I can take credit for a small number of accomplishments, but weight loss is not one of them. To the best of my knowledge, there is not a diet or food regimen that I have not tried. But any success I have ever achieved has always been short-lived. What I would give to have the money that I have spent on diets over the years!
My late husband, Arnie, used to get a charge out of my attempts, but he was always encouraging. As soon as I walked through the front door from one of my weigh-in sessions, Hubby knew whether I’d had a successful week. For a time, I thought he had psychic powers. But that was not the case. He admitted that he was able to tell whether I was happy or not by the sound of my footsteps. If he heard a slow, lumbering type of step, he knew my news was bad and, to his everlasting credit, he refrained from asking me how it had gone. He used say that he always wanted to buy me a Jaguar, as that has always been my favorite car, but that he could not afford it because of what I had spent on dieting. However, whenever he heard a light-footed and bouncy step, he was happy for me and would say, “You lost weight this week! Am I right? And who cares about a Jaguar anyhow?” He always kept me laughing!
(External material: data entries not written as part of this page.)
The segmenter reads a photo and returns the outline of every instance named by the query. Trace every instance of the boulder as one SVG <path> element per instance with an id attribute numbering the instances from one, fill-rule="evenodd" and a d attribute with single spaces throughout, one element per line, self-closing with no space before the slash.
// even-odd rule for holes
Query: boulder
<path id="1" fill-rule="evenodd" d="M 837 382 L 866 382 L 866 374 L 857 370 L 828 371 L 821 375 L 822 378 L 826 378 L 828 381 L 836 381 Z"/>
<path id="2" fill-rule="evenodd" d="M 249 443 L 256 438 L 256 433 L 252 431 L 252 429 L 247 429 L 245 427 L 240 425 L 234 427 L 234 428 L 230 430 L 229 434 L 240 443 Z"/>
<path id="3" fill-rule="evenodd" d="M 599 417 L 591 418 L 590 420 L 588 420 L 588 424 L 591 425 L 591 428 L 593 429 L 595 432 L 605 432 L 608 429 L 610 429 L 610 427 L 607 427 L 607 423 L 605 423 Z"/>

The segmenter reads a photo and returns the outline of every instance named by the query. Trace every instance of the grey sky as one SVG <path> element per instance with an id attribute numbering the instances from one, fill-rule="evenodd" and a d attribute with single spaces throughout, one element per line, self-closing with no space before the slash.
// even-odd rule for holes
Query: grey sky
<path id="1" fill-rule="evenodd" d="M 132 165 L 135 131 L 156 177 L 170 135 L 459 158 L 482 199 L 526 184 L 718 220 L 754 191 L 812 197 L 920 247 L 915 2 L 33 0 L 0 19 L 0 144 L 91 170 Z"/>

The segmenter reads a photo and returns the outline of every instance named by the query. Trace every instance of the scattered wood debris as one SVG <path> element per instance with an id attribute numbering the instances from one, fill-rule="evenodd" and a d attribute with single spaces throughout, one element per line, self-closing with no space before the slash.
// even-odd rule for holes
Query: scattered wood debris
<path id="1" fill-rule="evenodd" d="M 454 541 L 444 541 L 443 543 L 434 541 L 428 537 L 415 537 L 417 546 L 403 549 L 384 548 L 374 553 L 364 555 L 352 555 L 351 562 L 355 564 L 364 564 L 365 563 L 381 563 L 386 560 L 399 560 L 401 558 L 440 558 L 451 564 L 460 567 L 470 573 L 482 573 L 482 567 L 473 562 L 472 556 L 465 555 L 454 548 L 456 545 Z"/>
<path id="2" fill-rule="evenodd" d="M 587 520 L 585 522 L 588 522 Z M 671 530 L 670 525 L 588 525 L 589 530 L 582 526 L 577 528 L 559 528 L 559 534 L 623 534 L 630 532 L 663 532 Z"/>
My endeavor continues. Every now and then a new program comes down the pike and I, being the sucker that I am, always think, “Aha, this is it! This, I believe I can do!” It never works out for me, but, to my credit—although it is questionable if credit is deserved—I do keep trying. This happened once again recently when I saw an ad on television for a diet program that involved purchasing food directly from the program. The way it works is that food is delivered to the home of the participant, who eats only that food and nothing else. I paid little attention to the cost of this program. After all, considering the moolah I have wasted over the years, what is a few hundred dollars more? Especially if it works!
The television ad showed pictures of the food. Indeed, a very reasonable amount of food was allowed. This was not a diet of celery and carrot sticks. My first concern was about the kashrut. Was it possible that this food was kosher? Immediately I called the number on the screen and spoke to a man who informed me that, regrettably, the food was not kosher. Dejected, I thanked the gentleman for the information and hung up the phone. Every time after that, whenever I saw the advertisement replayed, I felt terribly frustrated. But I did notice one odd thing. All the successful people featured in the ads were males. Usually women are featured in these diet ads. Nevertheless, I did not draw the obvious conclusion.
It was not until I stopped looking (and salivating) at the food that was shown on the screen that I actually paid attention to the text. And then, in a sudden moment of clarity, I learned that this diet was strictly for men. No wonder there was so much good food allowed. It was a double whammy. Not only was the food not kosher, but even if by some miracle it had been, it would not have been a diet for me. No doubt the calories of the food are computed and geared to males who are somewhere in the neighborhood of six feet tall. As a female who once stood at 5‘4“ and is now 5‘1½“ in height, I would have found this program of no benefit to me. Thank goodness the food was not kosher. Had it been kosher, and had I not realized that this was a men’s diet, I might have placed an immediate order and, with my mazal, I would have gained weight instead of losing it!
Meanwhile, I never was able to afford the Jaguar and I never maintained a weight loss. Hubby must be chuckling—chuckling, but not surprised. That’s just the way it is.